Inoltre la Suprema Corte ha altresì evidenziato come i Giudici di merito abbiano altresì trascurato che “nei reati omissivi impropri, la valutazione concernente la riferibilità causale dell’evento lesivo alla condotta omissiva, deve avvenire rispetto alla sequenza fenomenologica descritta nel capo d’imputazione, di talché, il ragionamento controfattuale deve essere svolto dal giudice di merito in riferimento alla specifica attività che era specificamente richiesta al sanitario e che si assume idonea, se realizzata, a scongiurare l’evento lesivo, come in concreto verificatosi, con alto grado di credibilità razionale.”
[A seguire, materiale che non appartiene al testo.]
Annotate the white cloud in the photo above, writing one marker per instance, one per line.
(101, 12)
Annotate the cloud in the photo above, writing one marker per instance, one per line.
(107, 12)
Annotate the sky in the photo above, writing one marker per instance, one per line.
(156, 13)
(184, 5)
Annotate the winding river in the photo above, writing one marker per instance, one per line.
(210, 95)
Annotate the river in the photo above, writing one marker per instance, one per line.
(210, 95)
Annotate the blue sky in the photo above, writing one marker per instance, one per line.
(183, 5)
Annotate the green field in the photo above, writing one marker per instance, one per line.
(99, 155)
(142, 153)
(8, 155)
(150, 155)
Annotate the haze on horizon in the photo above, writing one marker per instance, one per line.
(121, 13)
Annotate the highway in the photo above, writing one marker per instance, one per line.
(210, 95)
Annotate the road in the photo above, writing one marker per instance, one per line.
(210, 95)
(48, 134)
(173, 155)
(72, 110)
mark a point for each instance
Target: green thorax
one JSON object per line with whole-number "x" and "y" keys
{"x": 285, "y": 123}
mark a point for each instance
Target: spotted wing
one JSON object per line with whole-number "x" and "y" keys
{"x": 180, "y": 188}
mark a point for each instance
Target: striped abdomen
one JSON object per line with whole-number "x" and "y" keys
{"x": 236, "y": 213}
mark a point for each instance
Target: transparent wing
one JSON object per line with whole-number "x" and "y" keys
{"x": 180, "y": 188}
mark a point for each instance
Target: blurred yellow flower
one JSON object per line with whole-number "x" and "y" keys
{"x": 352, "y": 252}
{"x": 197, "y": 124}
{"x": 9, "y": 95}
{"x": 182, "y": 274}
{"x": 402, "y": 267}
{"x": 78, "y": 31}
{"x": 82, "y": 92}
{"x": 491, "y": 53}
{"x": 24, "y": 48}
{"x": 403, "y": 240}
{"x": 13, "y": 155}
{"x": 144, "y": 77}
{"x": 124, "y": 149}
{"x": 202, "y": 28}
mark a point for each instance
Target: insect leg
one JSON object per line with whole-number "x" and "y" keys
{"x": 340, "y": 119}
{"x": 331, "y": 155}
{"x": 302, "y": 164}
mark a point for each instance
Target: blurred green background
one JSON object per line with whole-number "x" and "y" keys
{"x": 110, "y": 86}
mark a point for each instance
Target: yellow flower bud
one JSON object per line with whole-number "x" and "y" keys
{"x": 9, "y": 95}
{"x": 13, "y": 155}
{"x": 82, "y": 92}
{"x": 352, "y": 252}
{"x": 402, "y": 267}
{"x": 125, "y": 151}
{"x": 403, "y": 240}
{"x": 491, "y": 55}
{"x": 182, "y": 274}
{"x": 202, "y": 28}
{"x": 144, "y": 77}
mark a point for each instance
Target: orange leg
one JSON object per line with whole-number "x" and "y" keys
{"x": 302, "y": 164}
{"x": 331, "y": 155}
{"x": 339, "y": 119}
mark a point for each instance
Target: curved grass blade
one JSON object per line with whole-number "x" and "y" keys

In sintesi per il doppio orientamento applicato al caso di specie il Supremo Collegio non ha che potuto censurare la Corte d’Appello per non aver applicato correttamente tali principi, disattendendo le conclusioni dei periti i quali, riferendo che: “quanto alla possibilità che il nascituro nascesse vivo e vitale ove estratto alle 07,00 anziché alle 09,30, i periti si sono detti non in grado di fornire una risposta certa, in relazione alle condizioni della madre e del feto.” avevano di fatto insinuato un dubbio nell’Organo Giudicante tale da non poterlo portare ad una condanna oltre ogni ragionevole dubbio nei confronti del medico.